Le Saint Sanctuaire Al Abbas (p) a honoré les participants et les contributeurs de la première édition de la Conférence sur la Mémoire de la Douleur en Irak.
Cela s'est produit lors de la cérémonie de clôture de la conférence internationale annuelle (Mémoire de la douleur en Irak), organisée par le Centre irakien de documentation des crimes extrémistes, affilié au Département des affaires intellectuelles et culturelles du Saint Sanctuaire, en coopération avec la Chaire UNESCO pour les études sur la prévention du génocide à la Faculté des arts de l'Université de Bagdad, la Fondation des martyrs et des prisonniers politiques, la Commission nationale suprême pour la responsabilité et la justice et l'Université de Bagdad, sous le slogan (Pour un avenir sans douleur) et intitulé (Mémoire de la douleur en Irak : un siècle de crimes, de génocides, de massacres et de violations).
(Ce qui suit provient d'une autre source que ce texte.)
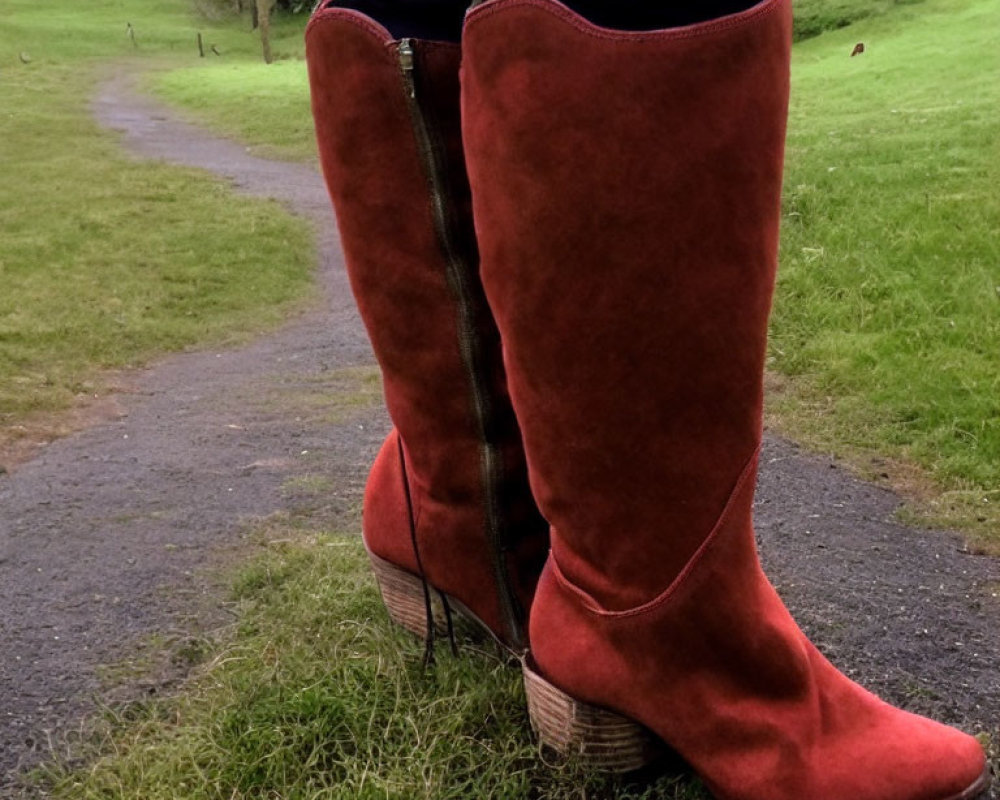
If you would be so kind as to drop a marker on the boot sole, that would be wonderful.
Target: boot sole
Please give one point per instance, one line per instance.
(403, 597)
(603, 740)
(596, 737)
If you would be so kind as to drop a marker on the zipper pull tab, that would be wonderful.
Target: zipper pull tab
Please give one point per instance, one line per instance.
(406, 63)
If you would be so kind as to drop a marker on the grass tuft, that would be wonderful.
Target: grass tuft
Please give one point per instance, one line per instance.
(314, 694)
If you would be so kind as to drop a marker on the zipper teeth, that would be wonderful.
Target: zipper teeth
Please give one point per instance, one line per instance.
(469, 344)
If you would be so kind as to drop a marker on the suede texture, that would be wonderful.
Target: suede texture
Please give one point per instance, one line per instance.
(626, 189)
(380, 190)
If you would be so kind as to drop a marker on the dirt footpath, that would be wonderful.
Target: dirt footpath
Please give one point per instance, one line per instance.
(105, 534)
Le Secrétaire général du Saint Sanctuaire, M. Mustafa Murtadha Al-Dia Al-Din, son adjoint, l'ingénieur Abbas Musa Ahmed, le directeur du bureau de son gardien légal, M. Jawad Al-Hasnawi, un certain nombre de ses fonctionnaires, son représentant aux États-Unis, Cheikh Muhammad Jawad Al-Salami, en plus du Dr Haider Al-Moussawi, membre de la Société scientifique et intellectuelle Al-Ameed, M. Hassan Al-Shuwaili, représentant de la Commission nationale suprême pour la responsabilité et la justice, M. Jabbar Mawat, représentant de la Fondation des prisonniers politiques, M. Salah Al-Jaberi, président de la chaire UNESCO à l'Université de Bagdad, et le Dr Ahmed Mustafa Ali, doyen de la faculté de droit de l'Université Al-Noor.
L'hommage a été rendu aux institutions concernées qui ont participé aux activités de la conférence, aux chercheurs d'Irak et de 12 pays arabes et étrangers, ainsi qu'aux familles des victimes en Irak.
La conférence vise à surmonter le passé en construisant une identité nationale irakienne opposée à l’extrémisme.
Afin d’assurer un avenir sûr aux générations futures, sans douleur, et de documenter les crimes de l’extrémisme et de les présenter à l’opinion publique internationale ; Contribuer à lutter contre les impacts sociaux et psychologiques de la violence, du génocide, des crimes et des violations.